Hiatus Kaiyote ran through standout tracks from Choose Your Weapon, anticipatory cuts released before the LP like “Shaolin Monk Motherfunk,” “Breathing Underwater,” “Molasses,” “By Fire,” and “Laputa.” The group also delivered eccentric, unfamiliar interludes between songs that showcased some of their left-leaning, experimental tendencies. The woozy four-alarm funk of “Swamp Thing”‘s drum and bass intro was used as an interlude in previous tours, but on Tuesday night the track was played in its glorious, soul-shaking entirety. Hiatus Kaiyote also unveiled a three-minute unreleased track, one highlight of the night’s impeccable set. The untitled track amped up the aggression of their sound to an impossible new degree. It was a blues-soaked, heavy metal surge of propulsive melodies and polyrhythmic beats, a generous shot of dopamine delivered straight to the cranium.

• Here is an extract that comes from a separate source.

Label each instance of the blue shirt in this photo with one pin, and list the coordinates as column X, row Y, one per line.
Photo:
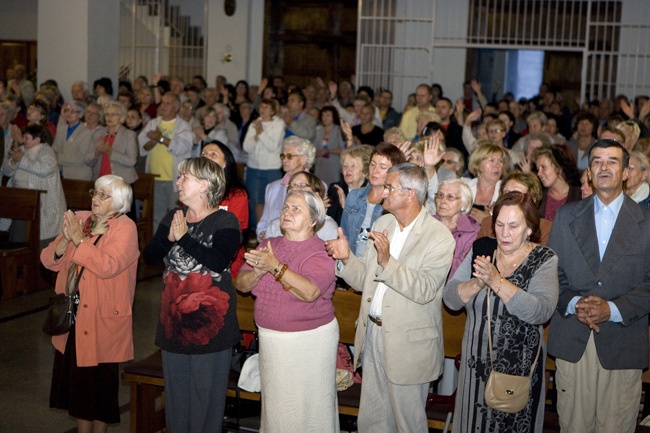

A gorgeously expansive rendition of “The World It Softly Lulls” was the last before a two-song encore. The first was “Atari,” which Nai Palm expressed a slight reluctancy to play because of its key-changing, clusterfuck-sensibility. Nevertheless, this track was among the most technically proficient and sonically dexterous numbers performed. The closing number was the high soaring ballad “Building A Ladder,” the concluding cut on Choose Your Weapon.
Watch videos of the set below.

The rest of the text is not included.